Trad. du russe par Lily Denis
Dans Le Calme (Gallimard, 1963) Iouri Vassiliévitch Bondarev, né en 1924, combattant de la guerre qu'il a racontée en trois romans parus de 1956 à 1959, avait montré la tragédie du retour des soldats dans l'apparente tranquillité, le silence rétabli quand les canons se sont tus. Il y montrait la famille des Vokhmintsev : le père, héroïque à nos yeux d'ici, a été la victime d'un de ces procès du soupçon qui n'ont que trop sévi là-bas, Sergueï, le fils qui s'inscrit à l'Institut des Mines dont il devait sortir en 1949, la jeune sœur Assia encore une enfant dont un camarade de Sergueï, Constantin Korabelnikov est secrètement épris.

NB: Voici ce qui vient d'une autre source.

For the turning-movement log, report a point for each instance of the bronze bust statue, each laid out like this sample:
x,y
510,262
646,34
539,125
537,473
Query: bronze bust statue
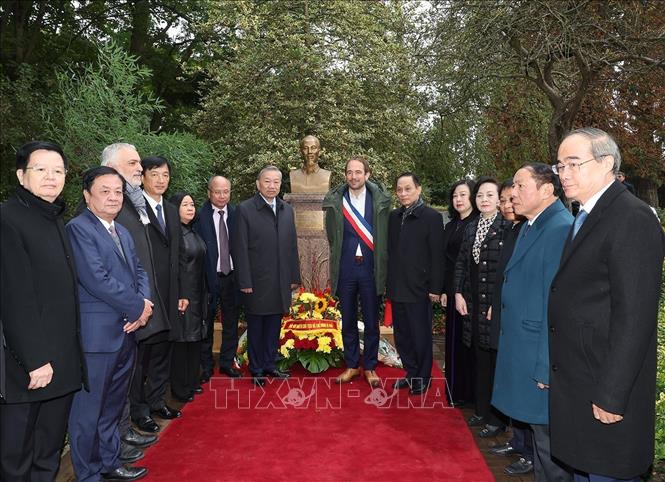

Les Vokhmintsev habitent dans un appartement communal partagé avec un couple de peintres, dont le mari sera accusé de cosmopolitisme parce que les couleurs de sa peinture ne sont pas gaies, et le ménage des Bykov, où l'homme, administrateur d'une usine, qui a Korabelnikov pour chauffeur, est en réalité un trafiquant et un dénonciateur. C'est ce dernier qui fait envoyer dans un camp pour dix ans avec perte du droit de correspondance Vokhmintsev père. Sergueï, refusant d'admettre la culpabilité de celui-ci, est exclu du parti, doit quitter l'Institut et partira pour le Kazakhstan où il trouvera un dur travail de mineur. Assia sera d'abord élevée par le peintre et sa femme. Quand commence La panique, elle est mariée à Korabelnikov, qui fait le taxi de nuit à Moscou.
Cette fois, le thème central de Bondarev, c'est la peur au cœur des simples gens, ce sentiment croissant qui tourne à la panique dans un monde où règne la délation. Cette peur, d'abord montrée dans la vie d'un couple, Assia et Constantin (le livre en russe s'intitule À deux – Vdvoïem), est en réalité un sentiment collectif puissant, comme le montreront les événements publics sur lesquels s'achève le roman. Roman parfois presque insupportable, qui, dans ses deux volets, montre sans complaisance la vie quotidienne d'un peuple de vainqueurs, à qui son passé, ses souffrances, ses décorations n'épargnent rien.